Despite our efforts, the exact reason for the lack of MB staining of some parathyroid glands remains unclear. It is possible that at lower doses of MB, the concentration of dye is not sufficient to stain the glands in all cases. In addition, MB may convert to its colourless form (leucomethylene blue) in certain patients although we were also unable to find any specific factor that might account for this and no patients had a diagnosis of methemoglobinaemia. Differing histological subtypes may influence the intensity of staining as MB is taken up by parathyroid cells that can reduce it to the colourless form9 and so some subtypes may stain less readily than others. Future research assessing histological subtype with MB uptake might allow further understanding of this observation.
Parathyroid surgeons must have the tools to treat patients efficiently and safely. This is becoming more important as rates of primary hyperparathyroidism are increasing. In England, Hospital Episode Statistics data (http://www.hscic.gov.uk/hes) show that diagnostic coding of primary hyperparathyroidism has quadrupled in the last decade (Fig 1). This can be attributed to two main factors: increased screening for raised calcium and an ageing population in whom the disease is more prevelant, particularly affecting postmenopausal women.10
The current series highlights the benefits and advantages of MB infusion in patients undergoing minimally invasive as well as open surgery. MB aids efficient and rapid identification of abnormal glands in eutopic and, especially, in ectopic locations in the neck. As a result, both the amount of tissue dissection and the operating time have been shown to be significantly reduced with the use of MB,11–13 which must be better and safer for what is a generally older population of patients (as demonstrated in this series, where there was an average age of 60 years with a range of 15 to 89 years).
Conclusions
The current case series indicates that MB continues to have a valuable role in the surgical management of hyperparathyroidism. In particular, it is a useful adjunct to standard preoperative imaging by facilitating more rapid identification of an abnormal parathyroid in both targeted and open surgery, thereby leading to a reduction in operating time. It has also been demonstrated that at a low dose and in the absence of concurrent SSRIs, its use is very safe and efficacious.

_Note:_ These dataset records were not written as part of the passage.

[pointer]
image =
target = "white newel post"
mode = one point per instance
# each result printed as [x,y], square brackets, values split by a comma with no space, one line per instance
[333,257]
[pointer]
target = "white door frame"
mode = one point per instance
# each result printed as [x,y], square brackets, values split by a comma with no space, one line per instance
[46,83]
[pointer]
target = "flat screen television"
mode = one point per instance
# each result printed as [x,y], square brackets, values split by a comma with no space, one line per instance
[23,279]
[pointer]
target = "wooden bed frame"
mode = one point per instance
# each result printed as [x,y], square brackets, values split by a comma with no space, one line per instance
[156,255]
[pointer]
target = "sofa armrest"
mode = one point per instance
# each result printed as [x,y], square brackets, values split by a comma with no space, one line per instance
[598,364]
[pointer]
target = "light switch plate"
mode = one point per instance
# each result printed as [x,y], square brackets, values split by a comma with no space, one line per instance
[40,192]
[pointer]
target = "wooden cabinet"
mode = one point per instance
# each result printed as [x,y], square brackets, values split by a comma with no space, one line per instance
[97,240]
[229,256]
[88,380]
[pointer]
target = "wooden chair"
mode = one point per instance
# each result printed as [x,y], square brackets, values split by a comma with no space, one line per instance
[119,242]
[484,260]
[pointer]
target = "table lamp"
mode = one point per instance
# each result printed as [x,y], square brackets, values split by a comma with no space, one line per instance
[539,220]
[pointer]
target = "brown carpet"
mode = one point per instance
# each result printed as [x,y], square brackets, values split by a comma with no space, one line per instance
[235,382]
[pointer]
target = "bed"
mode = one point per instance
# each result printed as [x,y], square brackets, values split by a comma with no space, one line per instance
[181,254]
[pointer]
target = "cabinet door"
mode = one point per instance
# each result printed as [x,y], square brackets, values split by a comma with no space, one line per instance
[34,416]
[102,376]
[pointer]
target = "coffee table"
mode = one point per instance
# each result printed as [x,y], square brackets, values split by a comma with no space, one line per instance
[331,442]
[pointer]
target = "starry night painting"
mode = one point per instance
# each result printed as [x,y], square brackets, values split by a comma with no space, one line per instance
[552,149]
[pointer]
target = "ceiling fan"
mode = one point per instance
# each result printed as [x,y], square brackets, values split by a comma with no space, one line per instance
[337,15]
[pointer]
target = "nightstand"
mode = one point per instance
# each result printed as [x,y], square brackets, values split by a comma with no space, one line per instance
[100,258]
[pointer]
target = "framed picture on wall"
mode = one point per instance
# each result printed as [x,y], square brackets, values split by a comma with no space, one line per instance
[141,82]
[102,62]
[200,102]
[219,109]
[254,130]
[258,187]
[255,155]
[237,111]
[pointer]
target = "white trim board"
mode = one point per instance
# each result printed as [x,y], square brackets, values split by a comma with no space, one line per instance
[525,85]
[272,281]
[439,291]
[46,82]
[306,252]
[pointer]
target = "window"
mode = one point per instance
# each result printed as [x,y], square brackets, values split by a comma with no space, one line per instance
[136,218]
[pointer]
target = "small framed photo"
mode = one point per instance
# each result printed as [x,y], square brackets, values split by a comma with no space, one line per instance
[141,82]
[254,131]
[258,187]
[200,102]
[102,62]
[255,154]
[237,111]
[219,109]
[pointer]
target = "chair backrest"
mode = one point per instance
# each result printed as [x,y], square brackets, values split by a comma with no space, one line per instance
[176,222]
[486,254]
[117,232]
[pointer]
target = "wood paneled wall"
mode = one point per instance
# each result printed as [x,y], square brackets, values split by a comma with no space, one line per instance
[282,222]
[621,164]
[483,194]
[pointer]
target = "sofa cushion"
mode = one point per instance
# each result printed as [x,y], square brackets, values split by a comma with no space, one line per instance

The value of MB in the management of intrathyroid and ectopic adenomas in the neck is emphasised; familiarity with the technique as well as its effects on the patient through regular use are key to its success. However, the reason why some adenomas do not take up MB has not been determined by this study and further research is required to see whether the variation in MB uptake is related to differences in the cell subtype in the parathyroid adenoma itself.
Acknowledgements
The authors are grateful to the Centre for Applied Medical Statistics, Department of Public Health and Primary Care, University of Cambridge for providing statistical analysis.